# NUTS: estimate runtime using forward-pass time and sec/it metric

Hi,

Thank you again for this wonderful platform.

Recently, when sampling a numpyro model with NUTS, I notice that even if when a model samples with a fixed number of steps (say 2^5), the sec/iteration metric can be very different. For example, the following print out is observed at the different stages of sampling a single model:

warmup:   3%|▎         | 12/400 [09:41<11:49:48, 109.76s/it, 31 steps of size 9.75e-06. acc. prob=0.13]
warmup:   3%|▎         | 13/400 [14:57<18:31:29, 172.32s/it, 31 steps of size 4.97e-05. acc. prob=0.20]
warmup:   4%|▎         | 14/400 [20:12<23:05:25, 215.35s/it, 31 steps of size 2.53e-04. acc. prob=0.26]

versus

warmup:  19%|█▉        | 76/400 [1:49:26<27:09:10, 301.70s/it, 31 steps of size 1.05e-01. acc. prob=0.47]
warmup:  19%|█▉        | 77/400 [1:54:55<27:47:56, 309.83s/it, 31 steps of size 9.54e-02. acc. prob=0.47]
warmup:  20%|█▉        | 78/400 [2:01:04<29:18:20, 327.64s/it, 31 steps of size 2.09e-01. acc. prob=0.48]
...
sample:  27%|██▋       | 109/400 [4:17:03<32:48:59, 405.98s/it, 31 steps of size 5.48e-02. acc. prob=0.49]
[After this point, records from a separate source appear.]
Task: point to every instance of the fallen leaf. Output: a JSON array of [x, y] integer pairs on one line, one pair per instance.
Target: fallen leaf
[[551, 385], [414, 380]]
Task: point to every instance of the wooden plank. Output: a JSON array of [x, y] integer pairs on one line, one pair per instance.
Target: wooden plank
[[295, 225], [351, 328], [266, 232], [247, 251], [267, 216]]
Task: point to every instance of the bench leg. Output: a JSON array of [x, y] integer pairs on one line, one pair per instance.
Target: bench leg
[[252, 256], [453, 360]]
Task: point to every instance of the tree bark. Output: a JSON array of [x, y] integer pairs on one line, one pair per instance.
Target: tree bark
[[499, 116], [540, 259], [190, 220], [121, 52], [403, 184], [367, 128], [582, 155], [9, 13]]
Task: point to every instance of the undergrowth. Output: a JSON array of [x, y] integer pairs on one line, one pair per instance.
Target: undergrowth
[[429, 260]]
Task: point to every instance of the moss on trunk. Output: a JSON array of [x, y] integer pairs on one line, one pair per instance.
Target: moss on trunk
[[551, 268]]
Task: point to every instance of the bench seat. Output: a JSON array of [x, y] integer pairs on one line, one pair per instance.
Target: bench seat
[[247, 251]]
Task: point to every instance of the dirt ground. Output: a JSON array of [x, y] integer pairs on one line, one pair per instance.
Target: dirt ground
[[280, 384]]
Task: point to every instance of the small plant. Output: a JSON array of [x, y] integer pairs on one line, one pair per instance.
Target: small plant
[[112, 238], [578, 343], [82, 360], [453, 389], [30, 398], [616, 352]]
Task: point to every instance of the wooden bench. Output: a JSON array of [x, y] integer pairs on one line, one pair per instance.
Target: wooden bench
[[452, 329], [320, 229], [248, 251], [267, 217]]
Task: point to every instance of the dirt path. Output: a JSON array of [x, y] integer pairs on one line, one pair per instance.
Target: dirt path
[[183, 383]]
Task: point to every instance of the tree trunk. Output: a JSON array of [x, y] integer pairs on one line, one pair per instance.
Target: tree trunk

In case it might be helpful, I am using max_tree_depth=5 and target_accept_prob=0.5.

Naively, I was expecting that the runtime of a NUTS chain is approximately

(N_warmup + N_sample) * (k * t_forwardpass) * 2^(max_tree_depth) / target_accept_prob

where t_forwardpass is the time that it takes to run the model forward once, and k is the extra factor of time needed for gradient back propagation. Is this intuition correct? It seems like this could not explain why the model takes very different amount of time to execute a single iteration even when the number of integration steps is fixed.

Thank you!
Alan

for NUTS, target accept prob does not affect the computational time. I guess this is related to the speed of low level computation, like time for log(1) and log(2) is different.